The Y2K38 Bug

October 29, 2010

The Y2K38 Bug

The Y2K38 Bug (also known as the Unix Millennium Bug), affects PHP and several other languages, such as Perl, Ruby or Python, and systems, such as those running on Unix and Macintosh computers, which use a signed 32-bit integer to represent dates as the number of seconds since 00:00:00 UTC on 1 January 1970. The furthest date which can be stored is 03:14:07 UTC on 19 January 2038. Beyond that, the left-most bit is set and the integer becomes a negative decimal number, or a time prior to that date.

Although the count-down is still 28 years away and most programs will only be affected on 2038 or close to it, other software that work with future dates will begin developing glitches much earlier. For example, a program that works with dates 20 years in the future will have to be fixed no later than 2018.

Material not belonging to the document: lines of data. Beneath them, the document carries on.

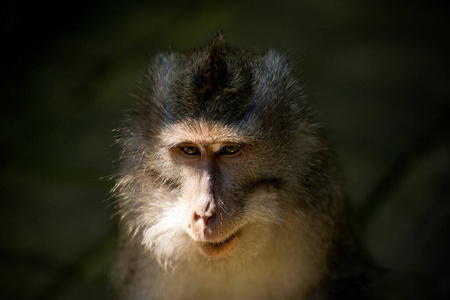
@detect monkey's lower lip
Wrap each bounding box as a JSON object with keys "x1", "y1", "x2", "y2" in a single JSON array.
[{"x1": 197, "y1": 231, "x2": 240, "y2": 259}]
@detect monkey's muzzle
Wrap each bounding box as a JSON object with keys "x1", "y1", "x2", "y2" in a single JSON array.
[{"x1": 196, "y1": 230, "x2": 241, "y2": 259}]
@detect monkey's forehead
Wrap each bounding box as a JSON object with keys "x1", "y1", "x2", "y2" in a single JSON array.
[{"x1": 158, "y1": 119, "x2": 255, "y2": 147}]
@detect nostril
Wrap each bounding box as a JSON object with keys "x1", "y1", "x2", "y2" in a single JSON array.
[
  {"x1": 203, "y1": 211, "x2": 217, "y2": 226},
  {"x1": 193, "y1": 212, "x2": 202, "y2": 222},
  {"x1": 193, "y1": 211, "x2": 217, "y2": 226}
]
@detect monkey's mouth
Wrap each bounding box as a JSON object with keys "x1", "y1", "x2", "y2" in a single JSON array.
[{"x1": 197, "y1": 231, "x2": 241, "y2": 259}]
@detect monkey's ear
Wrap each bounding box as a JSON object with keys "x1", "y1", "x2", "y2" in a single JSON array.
[
  {"x1": 151, "y1": 53, "x2": 177, "y2": 89},
  {"x1": 151, "y1": 53, "x2": 177, "y2": 77},
  {"x1": 263, "y1": 51, "x2": 290, "y2": 78}
]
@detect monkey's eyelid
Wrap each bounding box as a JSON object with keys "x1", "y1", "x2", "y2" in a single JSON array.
[
  {"x1": 219, "y1": 144, "x2": 242, "y2": 156},
  {"x1": 179, "y1": 146, "x2": 201, "y2": 156}
]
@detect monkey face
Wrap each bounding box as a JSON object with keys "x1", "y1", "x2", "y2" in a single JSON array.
[{"x1": 158, "y1": 119, "x2": 278, "y2": 259}]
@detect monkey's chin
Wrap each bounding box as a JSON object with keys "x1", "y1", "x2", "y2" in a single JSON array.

There have been some problems of that kind already, such as the software running on a AOL server that was designed with a kludge to handle a database request that should “never” time out specified an arbitrary time-out date in the future. The default configuration for the server specified that the request should time out after one billion seconds. One billion seconds (approximately thirty-two years) after 9:27.28 pm on 12 May 2006 is beyond the 2038 cutoff date. Thus, after this time, the time-out calculation overflowed and returned a date that was actually in the past, causing the software to crash. When the problem was discovered, AOL’s server managers had to edit the configuration file and set the time out to a lower value

Probably, if you’re using a 64-bit OS with a compiled 64-bit edition of PHP, your application shouldn’t be affected. A signed 64-bit number gives a maximum future date which is 21 times greater than the current age of the universe, approximately 292 billion years from now, on Sunday, 4 December 292,277,026,596 CE.